10 ways to be an incredible team player in Bad Company 2



If you haven’t figured it out by now, Battlefield Bad Company 2 isn’t designed for solo Rambos to dominate groups of players. Those that work for the team also work for themselves. Follow our 10 easy steps to de-program those “other shooter” behaviors and march amongst your comrades to victory!
BY: ARTUR

                                           






  1) Balance your squad





It’s an obvious one, but you’d be amazed how many squads we’ve seen composed of three recons and a medic. Sure, you can hold a rooftop camping spot (until someone with half a brain storms in, offs the medic first and stabs the snipers) but if you come up against a tank you’re stuffed.
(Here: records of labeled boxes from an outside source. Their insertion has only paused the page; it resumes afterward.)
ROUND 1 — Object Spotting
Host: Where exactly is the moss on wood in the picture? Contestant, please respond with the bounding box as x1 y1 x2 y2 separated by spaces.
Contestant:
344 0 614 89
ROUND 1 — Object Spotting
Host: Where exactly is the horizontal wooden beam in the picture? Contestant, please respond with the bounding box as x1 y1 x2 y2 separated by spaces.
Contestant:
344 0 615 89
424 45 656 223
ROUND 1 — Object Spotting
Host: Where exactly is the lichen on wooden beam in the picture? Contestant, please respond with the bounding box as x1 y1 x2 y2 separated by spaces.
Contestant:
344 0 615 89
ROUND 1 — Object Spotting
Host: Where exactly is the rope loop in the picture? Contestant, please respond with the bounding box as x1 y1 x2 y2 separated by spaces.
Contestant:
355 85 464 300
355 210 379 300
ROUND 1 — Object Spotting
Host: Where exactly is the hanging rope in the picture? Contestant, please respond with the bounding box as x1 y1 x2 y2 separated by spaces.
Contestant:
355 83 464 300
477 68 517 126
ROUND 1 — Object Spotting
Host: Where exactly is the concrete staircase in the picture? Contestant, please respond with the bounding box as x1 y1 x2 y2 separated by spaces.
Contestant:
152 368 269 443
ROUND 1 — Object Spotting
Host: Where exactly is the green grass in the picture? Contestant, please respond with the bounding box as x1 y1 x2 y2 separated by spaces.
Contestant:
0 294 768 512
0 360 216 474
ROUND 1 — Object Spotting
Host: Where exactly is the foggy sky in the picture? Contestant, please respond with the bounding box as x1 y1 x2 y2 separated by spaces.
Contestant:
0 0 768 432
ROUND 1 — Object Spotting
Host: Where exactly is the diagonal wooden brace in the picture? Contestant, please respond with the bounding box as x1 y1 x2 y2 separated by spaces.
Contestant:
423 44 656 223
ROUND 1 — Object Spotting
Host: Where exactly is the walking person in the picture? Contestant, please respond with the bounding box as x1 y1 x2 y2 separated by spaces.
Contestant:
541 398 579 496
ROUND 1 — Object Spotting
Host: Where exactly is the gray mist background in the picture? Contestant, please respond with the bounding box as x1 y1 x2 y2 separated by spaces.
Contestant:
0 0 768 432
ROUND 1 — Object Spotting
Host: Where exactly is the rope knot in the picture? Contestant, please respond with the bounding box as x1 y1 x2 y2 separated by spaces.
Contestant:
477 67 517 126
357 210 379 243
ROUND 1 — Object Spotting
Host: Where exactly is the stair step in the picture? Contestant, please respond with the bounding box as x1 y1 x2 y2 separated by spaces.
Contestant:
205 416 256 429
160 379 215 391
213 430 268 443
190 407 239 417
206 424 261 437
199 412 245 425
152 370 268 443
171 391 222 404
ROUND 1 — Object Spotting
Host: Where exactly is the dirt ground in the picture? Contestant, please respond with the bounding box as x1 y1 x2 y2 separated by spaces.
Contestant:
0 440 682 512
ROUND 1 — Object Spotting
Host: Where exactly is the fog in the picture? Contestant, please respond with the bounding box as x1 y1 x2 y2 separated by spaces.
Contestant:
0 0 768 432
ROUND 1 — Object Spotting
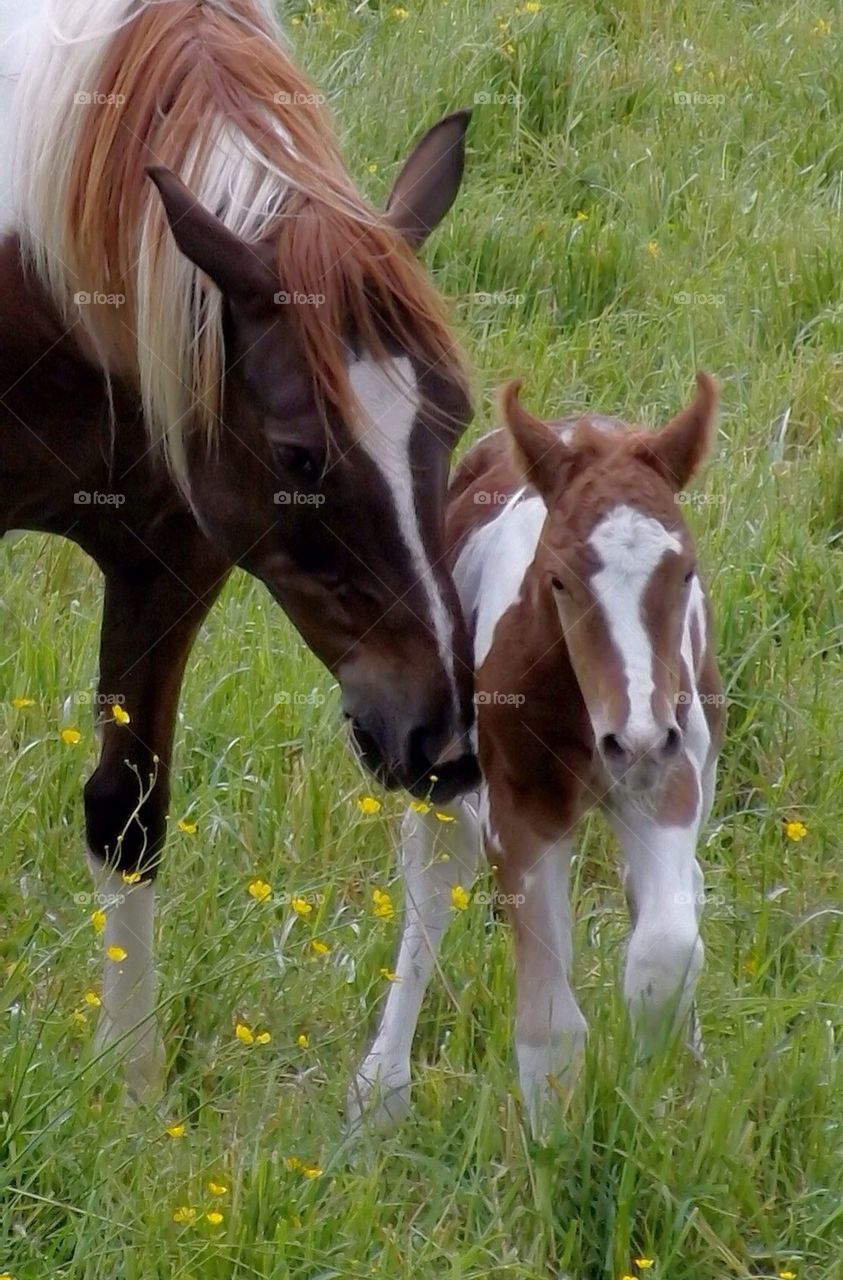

Our dream combo is two medics with at least one vehicle tracer pistol, an engineer and a recon or assault (vehicle-heavy arenas need more engineers and fewer medics).

  2) Split your classes


It’s easy to dominate one class and be an incredible medic or engineer, but the best squads have members who are levelled up in two classes. This means you can adapt to specific maps as a team – if you need two levelled up engineers to handle a vehicle-heavy map, for example, then your regular assault or medic can quickly switch over and still have all the best kit. It requires a bigger investment of playing time, but will pay dividends later.

3) Take down buildings
Sometimes, objectives like M-COM stations are just too well defended for an all-out attack (for example, White Pass and Africa Harbour). In these situations, it might be better to co-ordinate your squad into a demolition team and bring down the whole building on top of the objective (as an added bonus, this also removes pesky snipers from the roof). Having plenty of engineers and recons is the best tactic here. The assault class’s rifle grenades and sniper’s C4 can be pretty effective too.

4) Tag your targets


So you’ve seen, or worse – been killed by – a sniper camping on a roof. You know where he is, and you know he isn’t smart enough to move on after every kill. What you don’t do is steam back at him angrily waving your shotgun around. No sir. What the smart team player does is sneak back round to where you know your foe is and tag him using the Select/Back button. Your squad sniper will pick him off from a safe distance, or a well-placed teammate will sneak up and stab him.

5) Get your kits out


Never forget to dump your kits, especially at key points like near the flags (in Conquest) or M-COM stations (in Rush). We find our medic character is consistently near the top of the stat table at the end because we lob med kits at these locations and sit back as the +10 for heals and +20 for squad heals flow in. Assault characters, don’t forget your ammo drops too; grenades are a rare commodity for other classes.


6) Fix in a firefight


Listen up engineers – this tip applies entirely to you. If you’re in a tank or armoured personnel carrier with your mates and you encounter enemy armour, hop out and start fixing straight away. You’ll repair much faster than they can damage your vehicle, making your squad-mates virtually invincible. If you’re tagged with a tracer though, it’s time to get the hell out of there… You have been warned.

7) Judge when to be helpful


Just because you can help, doesn’t mean you should. Say you’re a medic, tucked behind your mates who are desperately trying to blow up an M-COM unit in Rush, and you see the rest of your squad cark it. You have two options. Storm in with the de-fibs and bring one, maybe two of them, back to life (risking death and loss of position near the M-COM), or stay hidden and wait for them all to spawn. The best players will judge whether to help out, or stay safe and maintain the position.

8) Snipe responsibly

Confession time: we hate snipers. Nothing makes us happier than claiming the tags of a douche called xMeGaKiLLZx who sits in the same spot all match. You can guarantee he’s the man who treats every mode like a death match, and spawn camps while his buddies get pasted defending the objective. Don’t be him. Spot, support each other, and don’t be afraid to change class when needed.

9) Can’t drive? Don’t drive

Look, we know being in a helicopter is badass – but if you’re one of the people who take off and start flying backwards, or who invariably bank into the hillside, then stay the hell away from the chopper. Sit in the gunner’s seat and take pot shots at enemies, sure, there’s no harm in that. But don’t doom your squad to certain death by hopping in the pilot seat and screaming, “Hey guys, spawn on me!” Seriously.

10) It’s good to talk


Irrespective of the rest of the advice here, the most crucial thing that makes you a valuable part of any team is communication. If you plan on playing Battlefield to any sort of beyond-noob standard, you need to talk to your mates. Tell them how you died, where the sniper is, how many people are defending/attacking a certain objective, or simply if they’re about to get knifed in the back. It’s so basic, but you’d be amazed how many mutes there are in any given game.